As everyone knows, restaurants "plate" their food. The more you pay, the more they plate.  But let's think about this a moment. At home, where portion sizes are not controlled, you serve from the stove, or from a dish. So home like food is best served by somebody dishing up, or by the eater him/herself, from a dish. 

Indian food is quintessentially home food. The reason is simple. In India, there is still a lot of domestic help in middle class homes. Hence, preparation-intensive food is available at home. This is not to say you wouldn't go to a restaurant. But you would do it primarily because you want to eat a kind of cuisine that you wouldn't get in your own home. It's still home food.

Of course, this is all changing. Restaurant cuisine, with all its fancy techniques, is slowly making inroads in India. But leaving that to one side, restaurants in India are recreations of a home eating experience, and hence they do not plate food. They put it in dishes, which are brought to the table, and served--by a waiter, if the restaurant is old-fashioned and fancy, or by the diner. Of course, the same goes for most Indian places in Toronto. 

That's why it was amusing when Susur Lee did a show on Restaurant Makeover about a ghastly place called Dhaba: Indian Excellence -- I wrote about it somewhere below -- and pronounced it superb. The only thing he wanted to teach the chef was plating. Given that Dhaba has no culinary pretensions above your average greasy Indian dive, Susur was barking up two wrong trees. 

Put that aside. Yesterday, I went to Aravind, a new Kerala restaurant on the Danforth just west of Pape. I was excited to try Kerala food--see previous posts for my eulogistic treatments of Syrian Christian cooking. I was disappointed. Syrian Christian cooking is known for it complex clean flavours and its wonderful textures. At Aravind, all was muddy and mushy. 

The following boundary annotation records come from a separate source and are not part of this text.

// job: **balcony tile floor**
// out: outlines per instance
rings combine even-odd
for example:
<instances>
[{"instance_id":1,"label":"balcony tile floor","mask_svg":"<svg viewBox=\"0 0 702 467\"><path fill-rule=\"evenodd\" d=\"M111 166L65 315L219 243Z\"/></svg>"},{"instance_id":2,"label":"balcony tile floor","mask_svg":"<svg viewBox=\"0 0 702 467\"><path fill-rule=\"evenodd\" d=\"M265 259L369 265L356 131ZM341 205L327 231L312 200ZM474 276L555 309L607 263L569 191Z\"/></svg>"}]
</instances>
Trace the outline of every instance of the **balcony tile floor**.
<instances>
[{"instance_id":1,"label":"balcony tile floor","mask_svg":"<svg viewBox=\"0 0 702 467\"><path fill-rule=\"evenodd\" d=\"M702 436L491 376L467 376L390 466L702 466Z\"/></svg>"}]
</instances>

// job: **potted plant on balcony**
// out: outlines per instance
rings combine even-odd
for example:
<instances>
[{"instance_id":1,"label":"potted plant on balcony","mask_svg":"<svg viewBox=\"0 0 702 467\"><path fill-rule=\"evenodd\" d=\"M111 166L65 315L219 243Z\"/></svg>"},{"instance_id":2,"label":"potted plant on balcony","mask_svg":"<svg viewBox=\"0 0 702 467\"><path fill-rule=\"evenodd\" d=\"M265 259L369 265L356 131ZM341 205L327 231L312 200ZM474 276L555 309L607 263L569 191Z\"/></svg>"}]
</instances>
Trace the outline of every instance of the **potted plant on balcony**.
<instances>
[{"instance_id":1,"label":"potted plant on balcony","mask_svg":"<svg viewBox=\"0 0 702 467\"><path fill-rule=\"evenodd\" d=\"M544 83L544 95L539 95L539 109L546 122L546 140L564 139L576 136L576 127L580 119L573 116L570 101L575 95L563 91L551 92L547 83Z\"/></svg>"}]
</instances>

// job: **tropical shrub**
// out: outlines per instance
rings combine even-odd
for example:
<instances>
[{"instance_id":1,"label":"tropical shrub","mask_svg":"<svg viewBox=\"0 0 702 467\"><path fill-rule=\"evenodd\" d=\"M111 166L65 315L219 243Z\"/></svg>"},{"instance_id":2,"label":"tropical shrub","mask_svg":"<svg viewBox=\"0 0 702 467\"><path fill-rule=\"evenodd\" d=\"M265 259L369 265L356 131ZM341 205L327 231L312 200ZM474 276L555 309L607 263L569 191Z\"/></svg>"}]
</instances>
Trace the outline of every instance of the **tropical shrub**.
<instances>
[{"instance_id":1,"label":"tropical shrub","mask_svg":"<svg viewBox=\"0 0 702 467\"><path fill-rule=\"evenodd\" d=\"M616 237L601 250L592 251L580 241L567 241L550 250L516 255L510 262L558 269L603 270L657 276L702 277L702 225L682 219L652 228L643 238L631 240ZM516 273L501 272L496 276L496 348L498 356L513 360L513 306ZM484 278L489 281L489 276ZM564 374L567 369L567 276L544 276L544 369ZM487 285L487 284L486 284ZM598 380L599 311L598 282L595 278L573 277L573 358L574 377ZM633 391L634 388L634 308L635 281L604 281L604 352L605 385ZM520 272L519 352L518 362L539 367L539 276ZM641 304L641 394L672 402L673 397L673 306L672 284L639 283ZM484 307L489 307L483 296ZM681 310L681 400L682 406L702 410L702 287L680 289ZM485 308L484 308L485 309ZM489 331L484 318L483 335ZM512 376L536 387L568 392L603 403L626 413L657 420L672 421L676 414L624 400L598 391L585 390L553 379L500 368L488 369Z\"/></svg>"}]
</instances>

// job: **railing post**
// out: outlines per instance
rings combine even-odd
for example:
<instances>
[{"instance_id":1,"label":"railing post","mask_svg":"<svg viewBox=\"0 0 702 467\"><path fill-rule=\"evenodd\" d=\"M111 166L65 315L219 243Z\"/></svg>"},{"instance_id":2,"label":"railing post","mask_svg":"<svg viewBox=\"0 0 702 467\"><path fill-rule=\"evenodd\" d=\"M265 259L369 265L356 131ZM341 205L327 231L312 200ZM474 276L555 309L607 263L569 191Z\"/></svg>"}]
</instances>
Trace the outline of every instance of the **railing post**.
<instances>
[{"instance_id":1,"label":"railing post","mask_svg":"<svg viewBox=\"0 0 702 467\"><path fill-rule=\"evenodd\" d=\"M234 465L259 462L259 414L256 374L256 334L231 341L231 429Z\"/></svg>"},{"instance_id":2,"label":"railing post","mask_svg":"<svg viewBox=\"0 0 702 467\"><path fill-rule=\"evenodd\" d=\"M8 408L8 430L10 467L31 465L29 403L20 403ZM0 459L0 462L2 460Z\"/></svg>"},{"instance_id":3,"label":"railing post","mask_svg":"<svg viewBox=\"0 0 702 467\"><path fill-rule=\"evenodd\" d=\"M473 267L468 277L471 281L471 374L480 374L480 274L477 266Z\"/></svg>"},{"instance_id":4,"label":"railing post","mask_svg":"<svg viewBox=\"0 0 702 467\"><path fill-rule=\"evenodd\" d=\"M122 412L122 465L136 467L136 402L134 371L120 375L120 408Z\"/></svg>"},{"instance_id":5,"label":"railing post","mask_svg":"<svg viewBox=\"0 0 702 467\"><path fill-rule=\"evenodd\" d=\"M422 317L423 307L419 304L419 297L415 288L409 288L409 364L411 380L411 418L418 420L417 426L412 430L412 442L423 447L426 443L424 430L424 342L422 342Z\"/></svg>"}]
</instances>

But here's the thing. Everything was plated. At the next table, a man ate crab biriyani that had been shaped like a drum. Lynne and I had relatively simple dishes. I had crab with kappa: kappa being mashed tapioca root, which is commonly served with hot fish curries. The correct way for to eat this would have been for me to put the crab next to the kappa and combined them in mouthfuls. But they had plated it so that the two were mingled beyond recognition. And they had put two (very good) southern paratthas on the plate under the kappa-crab mixture. A disaster!

I guess I'll have to wait a while before I can go to a restaurant that serves good Kerala food.